Hadoop Design Axioms
Apache Hadoop is a simple coherent and systematic model designed to stream and process large data sets across commodity cluster machines. Hadoop is simple core, modular and extensible. Design run on commodity cost effective hardware. Each machine hold independent local storage data set and perform computation only with data available in that concern data set. By bringing computation closer to data, the latency and network bottleneck can be avoided.
HDFS (Hadoop Distributed File System) will split up the data across cluster local big data store. Store and process huge amounts of data in terabytes and petabytes across the network. Portability across heterogeneous software and hardware has assist in progress and wide adoption of HDFS as a platform of pick for large set of applications.

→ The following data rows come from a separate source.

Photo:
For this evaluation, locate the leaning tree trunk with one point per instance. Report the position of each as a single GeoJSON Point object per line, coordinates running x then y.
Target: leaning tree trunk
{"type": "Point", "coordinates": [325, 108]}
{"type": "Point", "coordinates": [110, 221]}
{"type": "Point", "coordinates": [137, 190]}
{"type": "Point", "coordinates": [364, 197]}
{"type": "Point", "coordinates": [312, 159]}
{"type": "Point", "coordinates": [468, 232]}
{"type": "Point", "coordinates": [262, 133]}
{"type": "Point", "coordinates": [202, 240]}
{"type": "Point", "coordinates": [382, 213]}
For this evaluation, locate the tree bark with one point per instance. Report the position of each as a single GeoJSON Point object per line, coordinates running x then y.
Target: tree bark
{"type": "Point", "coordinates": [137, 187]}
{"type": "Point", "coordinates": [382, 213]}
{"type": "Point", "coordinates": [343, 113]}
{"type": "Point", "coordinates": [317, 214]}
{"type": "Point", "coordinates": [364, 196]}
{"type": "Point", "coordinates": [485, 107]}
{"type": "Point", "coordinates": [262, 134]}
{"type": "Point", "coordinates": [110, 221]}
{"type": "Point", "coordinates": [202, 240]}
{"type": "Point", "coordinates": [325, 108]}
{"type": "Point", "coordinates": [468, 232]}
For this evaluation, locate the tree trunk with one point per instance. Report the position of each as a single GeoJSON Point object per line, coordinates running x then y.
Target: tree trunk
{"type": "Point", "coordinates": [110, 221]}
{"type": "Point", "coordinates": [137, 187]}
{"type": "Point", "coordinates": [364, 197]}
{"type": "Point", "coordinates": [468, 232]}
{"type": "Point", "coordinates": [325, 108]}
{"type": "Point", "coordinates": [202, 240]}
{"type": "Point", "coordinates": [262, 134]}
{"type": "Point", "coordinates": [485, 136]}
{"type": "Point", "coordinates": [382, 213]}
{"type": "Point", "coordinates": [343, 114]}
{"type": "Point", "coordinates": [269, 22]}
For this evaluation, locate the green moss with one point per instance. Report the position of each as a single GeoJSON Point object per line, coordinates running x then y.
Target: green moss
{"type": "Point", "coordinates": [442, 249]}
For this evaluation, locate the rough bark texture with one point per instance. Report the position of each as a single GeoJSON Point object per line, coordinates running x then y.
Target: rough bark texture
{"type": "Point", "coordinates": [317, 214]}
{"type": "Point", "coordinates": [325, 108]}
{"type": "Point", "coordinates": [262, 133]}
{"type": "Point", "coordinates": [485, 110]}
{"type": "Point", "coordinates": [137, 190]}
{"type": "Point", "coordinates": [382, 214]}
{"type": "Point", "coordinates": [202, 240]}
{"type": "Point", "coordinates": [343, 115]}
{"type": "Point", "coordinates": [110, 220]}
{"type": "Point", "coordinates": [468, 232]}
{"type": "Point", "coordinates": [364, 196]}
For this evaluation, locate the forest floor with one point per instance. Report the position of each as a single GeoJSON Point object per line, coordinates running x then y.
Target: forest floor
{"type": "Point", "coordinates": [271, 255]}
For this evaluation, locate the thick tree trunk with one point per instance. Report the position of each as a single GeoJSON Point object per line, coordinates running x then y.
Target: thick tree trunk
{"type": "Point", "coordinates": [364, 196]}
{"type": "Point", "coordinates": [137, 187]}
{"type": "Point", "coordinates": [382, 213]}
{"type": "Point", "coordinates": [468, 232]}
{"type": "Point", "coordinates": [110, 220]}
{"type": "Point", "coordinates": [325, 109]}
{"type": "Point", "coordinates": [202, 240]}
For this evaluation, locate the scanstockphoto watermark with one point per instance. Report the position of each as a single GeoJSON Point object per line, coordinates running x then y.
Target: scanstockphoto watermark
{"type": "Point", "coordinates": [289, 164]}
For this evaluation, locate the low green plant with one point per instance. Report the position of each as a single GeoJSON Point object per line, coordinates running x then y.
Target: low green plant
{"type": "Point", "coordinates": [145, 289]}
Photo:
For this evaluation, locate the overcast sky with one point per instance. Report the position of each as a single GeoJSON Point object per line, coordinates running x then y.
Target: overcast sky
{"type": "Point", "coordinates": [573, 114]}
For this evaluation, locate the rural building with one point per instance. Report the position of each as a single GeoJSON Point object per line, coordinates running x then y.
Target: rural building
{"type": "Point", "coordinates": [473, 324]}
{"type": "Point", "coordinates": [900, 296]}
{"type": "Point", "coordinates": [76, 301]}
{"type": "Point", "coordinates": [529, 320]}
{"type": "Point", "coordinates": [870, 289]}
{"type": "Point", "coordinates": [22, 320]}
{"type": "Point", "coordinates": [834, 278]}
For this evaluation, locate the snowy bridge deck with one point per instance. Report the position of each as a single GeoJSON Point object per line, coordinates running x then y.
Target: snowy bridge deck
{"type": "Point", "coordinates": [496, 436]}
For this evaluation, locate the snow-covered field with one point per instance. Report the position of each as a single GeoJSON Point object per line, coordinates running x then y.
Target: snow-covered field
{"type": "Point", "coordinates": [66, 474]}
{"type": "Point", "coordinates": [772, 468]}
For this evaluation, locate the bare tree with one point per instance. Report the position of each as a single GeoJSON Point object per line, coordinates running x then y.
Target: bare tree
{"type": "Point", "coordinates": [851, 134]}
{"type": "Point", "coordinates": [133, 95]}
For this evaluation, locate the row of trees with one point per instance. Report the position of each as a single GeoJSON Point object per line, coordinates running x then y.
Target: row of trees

100% complete parallelism was achieved by Hadoop. Apache Hadoop MapReduce (MR) programming model will process the data in parallel by dividing the work and aggregating the result ideology. MapReduce can independently schedule, process and aggregate. Failures are handled independent thereby achieving acceptable fault tolerance. Thus failure is normal, expected, heal self and manageable. Apache Hadoop is an action-packed of elegant storage, speedy performance, and processing scale linearly
Speculation behind Hadoop Title
Powerfulreliable, efficient and easy to use Hadoop was created by Doug Cutting as an open source implementation of Google GFS and MapReduce. Hadoop was licensed by Apache. Doug usually get inspired from his family while naming his software discoveries and main concern was shown to the fact that no similar name already exist in web domain. The widely used text search library “Apache Lucene” was taken from Doug’s wife middle name and her maternal grandmother’s first name. His son used frequently the word “Nutch” and named his yellow stuffed elephant as Hadoop. During the hunt of word, Doug used those catchy word for naming software projects.